Council votes to submit bid to host ITU Grand Final in 2014
Published Wednesday, January 23, 2013 12:32PM MST
Last Updated Wednesday, January 23, 2013 6:55PM MST
Ahead of the much-anticipated arena talks, City Council agreed to move forward with submitting a bid to host an international triathlon event next year.
The vote took place Wednesday morning; the decision came more than a month after councillors voted to $600,000 towards a bid to host the 2014 International Triathlon Union Grand Final.
It’s expected the event would be held at Hawrelak Park – the pond at the park would require extensive upgrades to bring it up to international standards.

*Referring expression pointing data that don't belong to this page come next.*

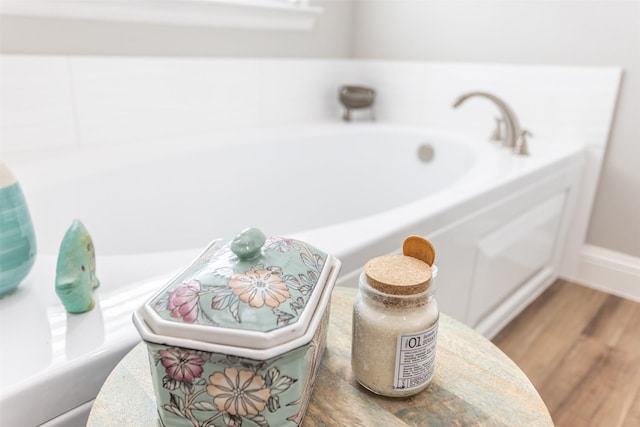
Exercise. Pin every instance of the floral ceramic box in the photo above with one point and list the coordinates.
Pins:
(237, 337)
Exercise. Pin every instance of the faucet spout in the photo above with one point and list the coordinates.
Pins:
(512, 127)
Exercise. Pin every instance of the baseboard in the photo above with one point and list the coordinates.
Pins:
(609, 271)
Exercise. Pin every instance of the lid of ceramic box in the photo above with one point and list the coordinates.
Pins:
(253, 292)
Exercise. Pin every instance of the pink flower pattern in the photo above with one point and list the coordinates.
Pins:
(184, 301)
(181, 365)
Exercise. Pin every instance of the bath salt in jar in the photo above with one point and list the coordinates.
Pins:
(395, 326)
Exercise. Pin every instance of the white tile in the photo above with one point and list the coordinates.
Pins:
(37, 104)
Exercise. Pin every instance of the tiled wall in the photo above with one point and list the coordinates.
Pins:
(50, 102)
(58, 101)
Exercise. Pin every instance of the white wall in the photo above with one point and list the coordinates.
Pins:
(330, 37)
(532, 32)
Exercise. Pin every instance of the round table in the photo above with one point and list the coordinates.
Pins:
(475, 384)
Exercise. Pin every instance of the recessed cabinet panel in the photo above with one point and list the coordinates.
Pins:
(511, 254)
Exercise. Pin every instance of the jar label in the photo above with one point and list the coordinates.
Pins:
(415, 358)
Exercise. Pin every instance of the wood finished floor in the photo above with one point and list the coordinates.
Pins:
(581, 350)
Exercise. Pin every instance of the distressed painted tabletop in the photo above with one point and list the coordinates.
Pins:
(475, 384)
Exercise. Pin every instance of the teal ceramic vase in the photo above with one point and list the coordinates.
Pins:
(17, 238)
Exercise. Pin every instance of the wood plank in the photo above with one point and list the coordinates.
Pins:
(581, 349)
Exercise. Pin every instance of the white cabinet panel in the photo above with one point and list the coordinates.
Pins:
(510, 255)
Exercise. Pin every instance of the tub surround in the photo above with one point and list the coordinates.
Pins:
(135, 111)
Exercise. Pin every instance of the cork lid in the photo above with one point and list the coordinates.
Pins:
(398, 274)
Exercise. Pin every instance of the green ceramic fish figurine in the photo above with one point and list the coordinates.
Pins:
(76, 271)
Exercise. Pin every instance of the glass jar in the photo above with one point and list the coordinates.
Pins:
(395, 326)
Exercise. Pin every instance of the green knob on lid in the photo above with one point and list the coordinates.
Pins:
(248, 243)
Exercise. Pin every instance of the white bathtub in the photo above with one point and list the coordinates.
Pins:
(498, 223)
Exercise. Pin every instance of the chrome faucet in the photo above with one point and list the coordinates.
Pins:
(514, 137)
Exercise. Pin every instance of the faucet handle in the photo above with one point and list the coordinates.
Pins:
(497, 132)
(521, 148)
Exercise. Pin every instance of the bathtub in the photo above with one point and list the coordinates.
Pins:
(498, 223)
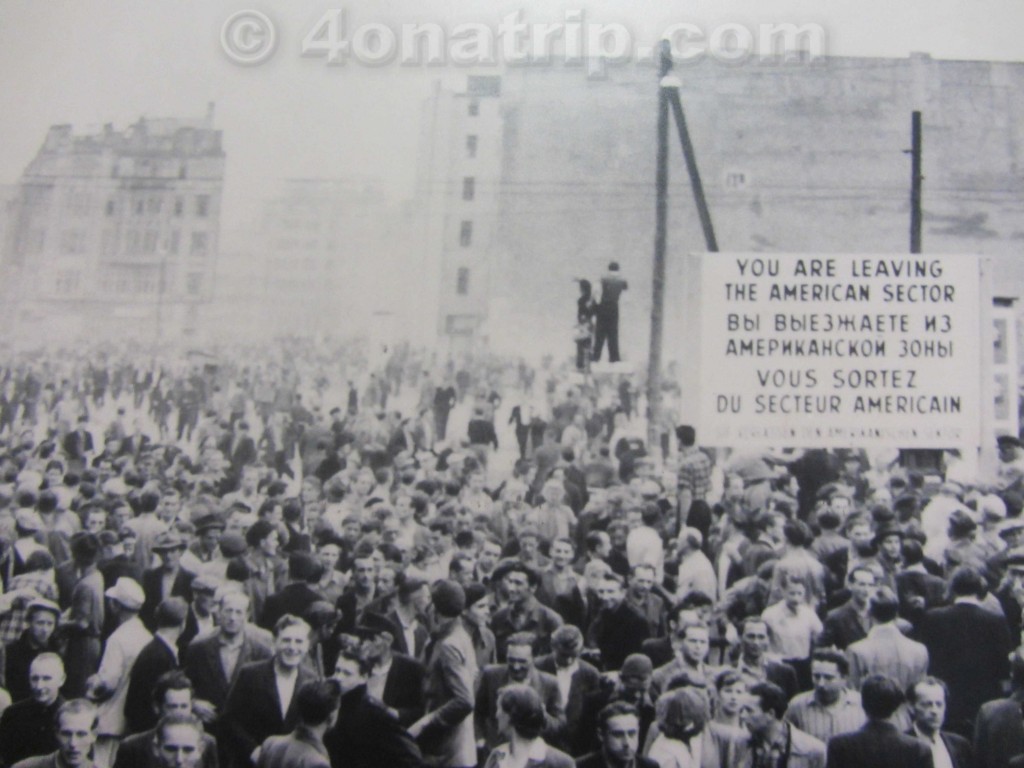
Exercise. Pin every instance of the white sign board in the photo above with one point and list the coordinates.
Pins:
(839, 350)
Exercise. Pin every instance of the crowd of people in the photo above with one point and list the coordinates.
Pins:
(291, 557)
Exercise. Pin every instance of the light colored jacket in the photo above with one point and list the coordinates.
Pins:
(123, 648)
(449, 739)
(300, 749)
(887, 651)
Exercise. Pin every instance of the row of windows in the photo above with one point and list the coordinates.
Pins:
(137, 286)
(137, 243)
(154, 206)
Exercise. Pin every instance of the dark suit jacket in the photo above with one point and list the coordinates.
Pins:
(879, 745)
(957, 747)
(912, 584)
(658, 650)
(294, 599)
(782, 675)
(136, 752)
(203, 666)
(399, 645)
(17, 657)
(252, 711)
(403, 688)
(367, 736)
(586, 680)
(153, 587)
(998, 732)
(244, 454)
(27, 729)
(842, 628)
(596, 760)
(153, 660)
(496, 677)
(617, 634)
(968, 648)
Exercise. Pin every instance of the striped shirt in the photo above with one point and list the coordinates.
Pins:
(824, 722)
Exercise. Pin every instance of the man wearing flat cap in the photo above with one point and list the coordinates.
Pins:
(159, 656)
(204, 549)
(168, 579)
(523, 611)
(445, 732)
(42, 616)
(1011, 470)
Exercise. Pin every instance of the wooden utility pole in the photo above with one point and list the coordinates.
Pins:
(668, 98)
(915, 179)
(667, 84)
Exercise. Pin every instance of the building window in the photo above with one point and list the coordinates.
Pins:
(110, 243)
(735, 179)
(199, 244)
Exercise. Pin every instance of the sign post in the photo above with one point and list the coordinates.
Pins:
(840, 350)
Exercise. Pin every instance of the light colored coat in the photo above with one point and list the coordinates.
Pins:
(300, 749)
(450, 698)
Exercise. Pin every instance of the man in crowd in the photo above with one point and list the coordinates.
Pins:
(577, 681)
(879, 742)
(518, 669)
(928, 707)
(27, 726)
(261, 701)
(75, 724)
(774, 740)
(316, 704)
(832, 708)
(366, 734)
(213, 663)
(617, 630)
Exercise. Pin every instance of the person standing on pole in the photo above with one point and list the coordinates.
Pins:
(606, 313)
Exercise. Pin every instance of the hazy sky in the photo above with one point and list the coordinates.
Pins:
(93, 61)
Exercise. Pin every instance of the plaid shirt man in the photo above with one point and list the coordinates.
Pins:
(14, 623)
(694, 472)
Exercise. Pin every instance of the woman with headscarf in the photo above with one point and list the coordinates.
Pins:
(682, 715)
(520, 715)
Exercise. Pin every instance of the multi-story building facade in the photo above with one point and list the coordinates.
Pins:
(330, 254)
(795, 158)
(458, 204)
(115, 233)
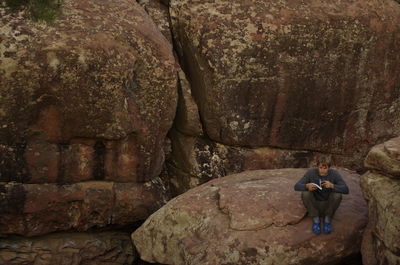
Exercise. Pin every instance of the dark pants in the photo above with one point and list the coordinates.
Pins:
(321, 208)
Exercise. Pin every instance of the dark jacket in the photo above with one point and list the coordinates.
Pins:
(312, 176)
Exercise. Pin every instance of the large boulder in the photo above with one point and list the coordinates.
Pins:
(90, 96)
(299, 75)
(254, 217)
(39, 209)
(105, 248)
(381, 187)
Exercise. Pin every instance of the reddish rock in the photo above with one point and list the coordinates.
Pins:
(38, 209)
(381, 186)
(195, 160)
(254, 217)
(317, 76)
(106, 248)
(121, 160)
(43, 161)
(158, 10)
(101, 72)
(385, 158)
(78, 160)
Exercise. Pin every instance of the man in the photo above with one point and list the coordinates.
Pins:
(322, 190)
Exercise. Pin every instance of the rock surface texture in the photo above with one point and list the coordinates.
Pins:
(254, 217)
(85, 106)
(307, 76)
(38, 209)
(88, 97)
(381, 187)
(107, 248)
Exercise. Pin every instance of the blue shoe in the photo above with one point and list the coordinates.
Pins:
(327, 228)
(316, 228)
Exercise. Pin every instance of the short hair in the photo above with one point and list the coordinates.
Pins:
(324, 160)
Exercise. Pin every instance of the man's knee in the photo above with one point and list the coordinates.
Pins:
(306, 194)
(335, 196)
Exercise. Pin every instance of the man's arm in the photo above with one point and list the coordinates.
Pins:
(301, 184)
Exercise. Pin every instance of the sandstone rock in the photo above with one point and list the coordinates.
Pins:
(196, 160)
(304, 75)
(158, 10)
(38, 209)
(385, 158)
(250, 218)
(99, 83)
(106, 248)
(187, 119)
(381, 186)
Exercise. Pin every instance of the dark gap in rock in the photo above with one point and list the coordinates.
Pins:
(354, 259)
(99, 155)
(12, 163)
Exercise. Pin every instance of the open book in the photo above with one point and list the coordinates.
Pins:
(316, 185)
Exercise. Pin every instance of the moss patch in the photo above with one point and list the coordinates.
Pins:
(39, 10)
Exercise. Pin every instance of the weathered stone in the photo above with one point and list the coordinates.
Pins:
(196, 160)
(385, 158)
(158, 10)
(79, 155)
(254, 217)
(102, 72)
(107, 248)
(305, 75)
(381, 186)
(187, 118)
(38, 209)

According to council documents from Wednesday’s meeting, an early estimate of the cost of fixing the pond is about $1.23 million.
The report outlined a number of needed repairs to the pond, including a suspected tear in the clay liner of the lake – which is not only an issue for triathlon events, but for making a proper skating surface in the winter.
In addition, officials said the lake drain system is not functioning properly, which increases the risk of flooding in the Park Pavilion, and with higher water levels that are needed for such sporting events, water has been draining into the pavilion and flooding the subfloor sump and HVAC duct system.
Work needed on the pond – to meet International Triathlon requirements for competition, it’s recommended that workers drain the lake, remove the sludge and repair the liner.
It was also proposed that the clay liner be removed and excavated in order to carve out a defined swimming track – that would be 20 metres wide, 750 metres long and a minimum depth of 1.4 metres.
The report stated that second option would make Hawrelak easily available to future triathlon events.
Work at Hawrelak Park is expected to begin late this summer, to be finished by late autumn.
If Edmonton wins the bid, the event could cost the city up to $5 million, out of a total expected cost of $8 million.
Councillors told CTV News in Dec., 2012 that the province would be asked to put forward $2 million, and the federal government would be asked to contribute $1 million.
The deadline to notify the ITU of Edmonton’s intention to bid is Jan. 25.
Edmonton’s bid is reportedly up against three American cities for the event.
The report stated the event represents an estimated $16 million benefit to the city for hosting the event, and is expected to attract up to 6,000 elite athletes.